Multi-million dollar proposal for Port Elgin waterfront discussed

Rotary Hall at The Plex in Port Elgin was overflowing for a public meeting on the proposed Cedar Crescent Village at the Port Elgin beach. (Photo by Jordan Mackinnon)

There was no shortage of interest or opinions as Saugeen Shores council hosted a public meeting on the Cedar Crescent Village proposal for the Port Elgin beach.

The standing-room-only crowd spilled over into the hallway at its peak, as the public received an update on the multi-million dollar proposal from lead investor Pier Donnini.

The presentation by Donnini provided updated maps and an overview of the history of the proposal, which includes a year-round restaurant, banquet hall, retail space and beach volleyball courts, which will convert to an artificial ice surface during the winter.

Once the meeting was turned over for public comments, a total of 39 speakers took to the podium, with a majority voicing support for the plan to overhaul the waterfront area which currently houses the flea market, former train station and mini-golf.

Donnini admitted he was nervous about the meeting, pointing out that public meetings tend to be dominated by the opposition.

“The fact of the matter is, the silent majority, by definition, stay silent even though they support things,” said Donnini. “I was concerned, I think because it wasn’t so skewed negative, it says a lot, it says the town really wants this.”

Southampton resident Emma Martin said it’s a forward-thinking proposal that younger residents will be drawn to and is confident it will be done properly.

“I support Mr.
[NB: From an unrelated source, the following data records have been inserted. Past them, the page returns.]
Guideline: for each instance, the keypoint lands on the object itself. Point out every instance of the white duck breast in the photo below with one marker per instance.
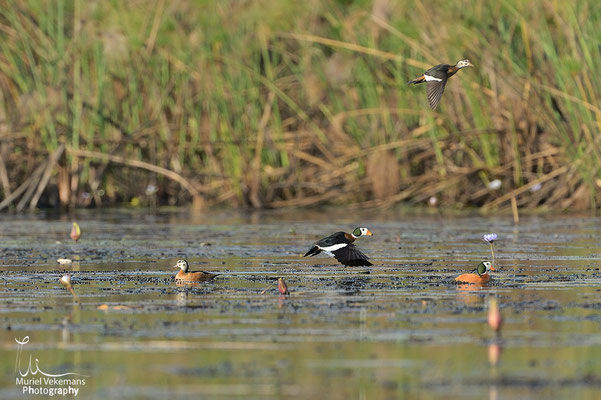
(431, 78)
(330, 249)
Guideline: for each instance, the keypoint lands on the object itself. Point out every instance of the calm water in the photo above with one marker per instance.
(403, 330)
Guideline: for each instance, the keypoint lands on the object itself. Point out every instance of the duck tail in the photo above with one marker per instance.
(417, 80)
(313, 251)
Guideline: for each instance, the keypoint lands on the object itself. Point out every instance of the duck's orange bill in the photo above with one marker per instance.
(473, 278)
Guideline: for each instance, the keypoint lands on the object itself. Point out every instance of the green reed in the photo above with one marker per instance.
(222, 91)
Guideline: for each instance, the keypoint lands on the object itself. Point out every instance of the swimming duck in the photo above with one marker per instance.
(481, 274)
(437, 79)
(184, 275)
(340, 246)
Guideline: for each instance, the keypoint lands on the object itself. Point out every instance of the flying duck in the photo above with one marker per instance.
(480, 276)
(185, 275)
(340, 246)
(437, 79)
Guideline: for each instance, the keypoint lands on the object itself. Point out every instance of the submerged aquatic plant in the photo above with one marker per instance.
(490, 239)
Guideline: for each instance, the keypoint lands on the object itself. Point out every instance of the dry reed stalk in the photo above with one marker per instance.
(194, 190)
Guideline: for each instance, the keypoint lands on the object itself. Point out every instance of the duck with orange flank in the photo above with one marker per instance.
(480, 276)
(185, 275)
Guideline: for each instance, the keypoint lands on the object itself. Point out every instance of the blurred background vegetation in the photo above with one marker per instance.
(288, 103)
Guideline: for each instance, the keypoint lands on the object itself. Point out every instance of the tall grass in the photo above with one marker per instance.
(272, 104)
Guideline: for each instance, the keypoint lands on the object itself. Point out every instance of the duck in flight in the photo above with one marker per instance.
(184, 273)
(340, 246)
(437, 77)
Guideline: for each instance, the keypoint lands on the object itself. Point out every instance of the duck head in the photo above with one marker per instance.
(464, 63)
(484, 267)
(181, 264)
(361, 232)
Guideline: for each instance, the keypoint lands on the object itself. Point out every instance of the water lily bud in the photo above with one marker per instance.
(494, 354)
(282, 287)
(495, 320)
(66, 281)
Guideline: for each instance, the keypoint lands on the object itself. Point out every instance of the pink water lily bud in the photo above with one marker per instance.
(75, 231)
(495, 319)
(282, 287)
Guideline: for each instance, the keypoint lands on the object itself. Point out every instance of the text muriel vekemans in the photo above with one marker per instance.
(50, 386)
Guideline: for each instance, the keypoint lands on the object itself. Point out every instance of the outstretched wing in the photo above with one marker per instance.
(351, 256)
(437, 79)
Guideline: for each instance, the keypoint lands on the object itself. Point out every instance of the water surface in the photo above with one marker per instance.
(400, 329)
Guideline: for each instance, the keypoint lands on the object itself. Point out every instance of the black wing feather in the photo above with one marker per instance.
(351, 256)
(334, 238)
(435, 89)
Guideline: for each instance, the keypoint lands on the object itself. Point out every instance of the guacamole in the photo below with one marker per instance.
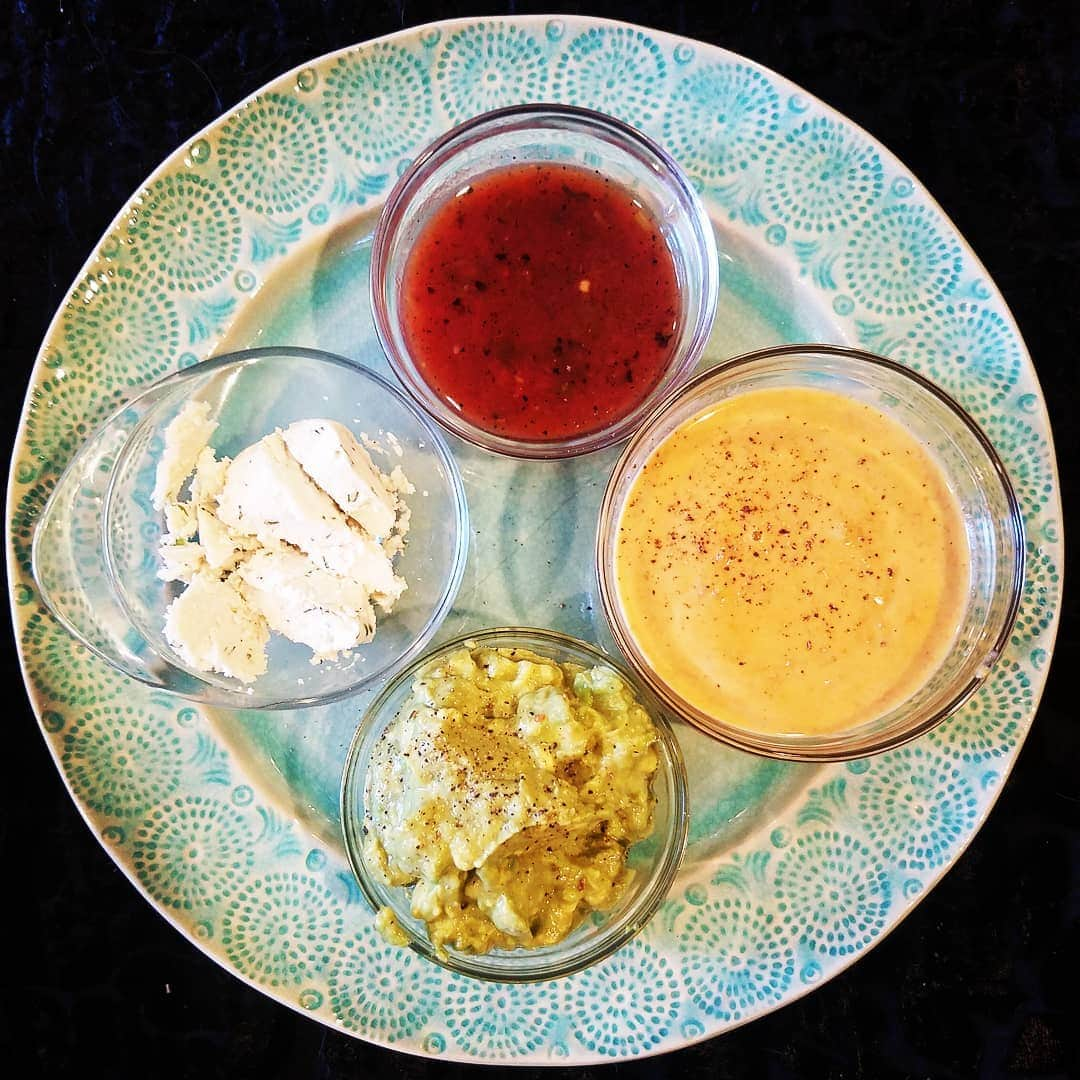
(505, 792)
Donnini’s plan because I truly believe it will be successful, change is inevitable, but change can be a good thing if we take the proper steps to ensure it’s properly executed,” said Martin.

Tim Tazier owns a cottage business in Port Elgin and said the project is too big and may attract the wrong crowd to the waterfront.

“What they’re proposing right now is too big for the area, I don’t think that it’s going to draw the people that we want to draw back into town, which is the young families and people with children,” said Tazier. “I think this is going to draw in the people who want a restaurant with a bar attached to it.”

Donnini said his group continues to work with council toward a lease that could be as long as 50 years in length, and also pledged to release improved drawings for the public to view.